Si cette révision du PIB va certainement flatter le patriotisme chinois, elle n'a fait l'objet d'aucun commentaire victorieux de la part des autorités, qui ont perçu l'ambiguïté de la performance. « Le principal effet de ce changement d'estimation pourrait être négatif. Une année 2007 plus forte va rendre le ralentissement de 2008 plus contrariant encore », note Sherman Chan, une experte de Moody'sEconomy.com. La surchauffe confirmée de 2007 aurait notamment entraîné une hausse des stocks dans les entreprises qui auraient, dès lors, décidé de calmer leur production industrielle en fin d'année dernière. Un mouvement qui expliquerait, en partie, la perte de dynamisme de l'activité de ces derniers mois.

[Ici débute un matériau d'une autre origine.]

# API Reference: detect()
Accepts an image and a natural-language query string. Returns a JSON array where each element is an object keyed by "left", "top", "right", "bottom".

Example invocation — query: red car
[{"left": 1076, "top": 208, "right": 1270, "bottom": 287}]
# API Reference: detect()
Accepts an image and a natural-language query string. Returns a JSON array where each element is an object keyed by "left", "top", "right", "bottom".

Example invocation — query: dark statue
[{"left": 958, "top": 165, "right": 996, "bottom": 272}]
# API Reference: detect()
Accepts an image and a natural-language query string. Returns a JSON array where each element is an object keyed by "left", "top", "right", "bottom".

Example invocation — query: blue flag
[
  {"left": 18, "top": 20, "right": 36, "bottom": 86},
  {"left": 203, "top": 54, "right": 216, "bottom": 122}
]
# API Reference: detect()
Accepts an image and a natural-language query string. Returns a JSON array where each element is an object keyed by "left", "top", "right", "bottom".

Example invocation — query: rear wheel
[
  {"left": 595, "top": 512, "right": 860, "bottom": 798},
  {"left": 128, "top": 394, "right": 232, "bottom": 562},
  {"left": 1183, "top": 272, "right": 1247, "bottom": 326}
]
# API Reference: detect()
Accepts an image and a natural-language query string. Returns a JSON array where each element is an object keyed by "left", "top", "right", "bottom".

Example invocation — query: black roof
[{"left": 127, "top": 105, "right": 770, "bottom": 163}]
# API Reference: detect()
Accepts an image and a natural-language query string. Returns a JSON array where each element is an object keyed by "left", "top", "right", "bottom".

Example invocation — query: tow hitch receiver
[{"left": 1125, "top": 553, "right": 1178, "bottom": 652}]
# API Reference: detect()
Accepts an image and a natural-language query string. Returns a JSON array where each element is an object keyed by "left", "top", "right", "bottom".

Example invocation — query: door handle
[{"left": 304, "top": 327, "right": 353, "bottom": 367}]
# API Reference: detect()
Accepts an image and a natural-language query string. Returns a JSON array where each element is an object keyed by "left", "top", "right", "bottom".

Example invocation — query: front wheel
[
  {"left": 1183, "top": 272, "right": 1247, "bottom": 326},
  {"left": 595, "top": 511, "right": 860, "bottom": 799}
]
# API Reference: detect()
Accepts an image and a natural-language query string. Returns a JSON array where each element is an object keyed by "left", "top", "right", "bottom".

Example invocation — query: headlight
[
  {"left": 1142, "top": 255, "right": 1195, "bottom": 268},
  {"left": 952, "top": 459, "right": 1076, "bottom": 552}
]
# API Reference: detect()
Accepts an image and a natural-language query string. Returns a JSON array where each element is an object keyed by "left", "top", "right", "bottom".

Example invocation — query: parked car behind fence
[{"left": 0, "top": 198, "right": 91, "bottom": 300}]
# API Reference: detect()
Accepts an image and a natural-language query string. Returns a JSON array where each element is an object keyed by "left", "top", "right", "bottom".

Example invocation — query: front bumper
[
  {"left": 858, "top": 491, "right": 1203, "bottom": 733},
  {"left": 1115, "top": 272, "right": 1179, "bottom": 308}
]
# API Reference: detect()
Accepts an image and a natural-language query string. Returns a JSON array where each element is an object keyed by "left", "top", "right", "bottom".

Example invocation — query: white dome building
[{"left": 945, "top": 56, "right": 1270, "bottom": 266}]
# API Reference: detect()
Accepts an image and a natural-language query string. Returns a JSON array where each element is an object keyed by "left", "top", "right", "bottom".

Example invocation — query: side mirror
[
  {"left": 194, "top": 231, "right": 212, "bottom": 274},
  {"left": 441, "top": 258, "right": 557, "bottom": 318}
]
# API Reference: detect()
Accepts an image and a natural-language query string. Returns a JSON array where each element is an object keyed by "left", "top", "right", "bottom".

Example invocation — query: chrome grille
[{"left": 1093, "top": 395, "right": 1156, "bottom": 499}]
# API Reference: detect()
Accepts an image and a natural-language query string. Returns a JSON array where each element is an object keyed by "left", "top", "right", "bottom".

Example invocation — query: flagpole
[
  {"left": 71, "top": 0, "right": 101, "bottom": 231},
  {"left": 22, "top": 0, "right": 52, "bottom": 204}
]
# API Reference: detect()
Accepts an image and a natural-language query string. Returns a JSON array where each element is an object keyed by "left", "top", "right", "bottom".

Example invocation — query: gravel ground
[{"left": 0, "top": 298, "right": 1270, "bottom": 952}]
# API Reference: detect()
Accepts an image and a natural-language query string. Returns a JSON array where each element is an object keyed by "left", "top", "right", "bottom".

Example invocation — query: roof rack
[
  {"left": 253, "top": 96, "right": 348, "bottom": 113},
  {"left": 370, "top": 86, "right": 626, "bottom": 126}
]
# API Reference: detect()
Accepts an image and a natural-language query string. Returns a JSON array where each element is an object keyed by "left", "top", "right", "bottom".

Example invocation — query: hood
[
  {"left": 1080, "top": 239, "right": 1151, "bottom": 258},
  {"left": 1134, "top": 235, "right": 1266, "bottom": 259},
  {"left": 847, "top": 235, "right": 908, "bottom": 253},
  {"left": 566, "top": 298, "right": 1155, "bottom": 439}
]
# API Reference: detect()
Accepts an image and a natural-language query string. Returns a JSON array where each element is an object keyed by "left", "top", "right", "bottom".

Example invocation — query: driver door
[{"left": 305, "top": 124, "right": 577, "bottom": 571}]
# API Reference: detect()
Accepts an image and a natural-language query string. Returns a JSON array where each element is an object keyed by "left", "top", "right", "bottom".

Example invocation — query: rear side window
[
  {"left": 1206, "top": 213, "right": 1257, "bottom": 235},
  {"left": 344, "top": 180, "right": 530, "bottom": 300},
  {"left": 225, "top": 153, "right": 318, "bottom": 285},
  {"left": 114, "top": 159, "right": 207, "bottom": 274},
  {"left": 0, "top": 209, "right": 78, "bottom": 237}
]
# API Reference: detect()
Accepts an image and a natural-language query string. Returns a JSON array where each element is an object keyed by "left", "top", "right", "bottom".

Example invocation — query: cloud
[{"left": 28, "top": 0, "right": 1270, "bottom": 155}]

Le niveau de vie très faible

Au troisième trimestre de 2008, le PIB chinois avait connu sa plus mauvaise performance des cinq dernières années (9 %) et pourrait avoir enregistré un ralentissement plus sévère encore au quatrième trimestre. Anticipant la publication des statistiques officielles la semaine prochaine, les experts évoquent une croissance limitée à 7 % en glissement annuel sur la période octobre-décembre. Sur l'ensemble de l'année, le PIB n'aurait dès lors augmenté que de 9 %. « Pour 2009, un nouveau ralentissement est anticipé du fait de l'état morose de l'économie globale », assure Sherman Chan. Les économistes les plus pessimistes parient sur une croissance chinoise bloquée à 6 % ou 7 % l'an prochain.

Les autorités communistes, qui n'ont pas connu de si sévère ralentissement depuis les années 1990, multiplient les mesures de relance et promettent de concentrer leur soutien sur les populations les moins aisées, qui vivent à l'écart de la formidable progression du PIB national. Le niveau de vie moyen en Chine est en effet demeuré très faible, à peine meilleur que celui des habitants du Maroc ou du Tonga. Des dizaines de millions de ruraux continuent de vivre avec moins de 1 dollar par jour. Selon les calculs de la Banque mondiale (basés sur la méthode de l'Atlas), les revenus moyens d'un Chinois étaient mesurés à 2.360 dollars en 2007 quand un Français pouvait, lui, prétendre, en moyenne, à des revenus de 38.500 dollars.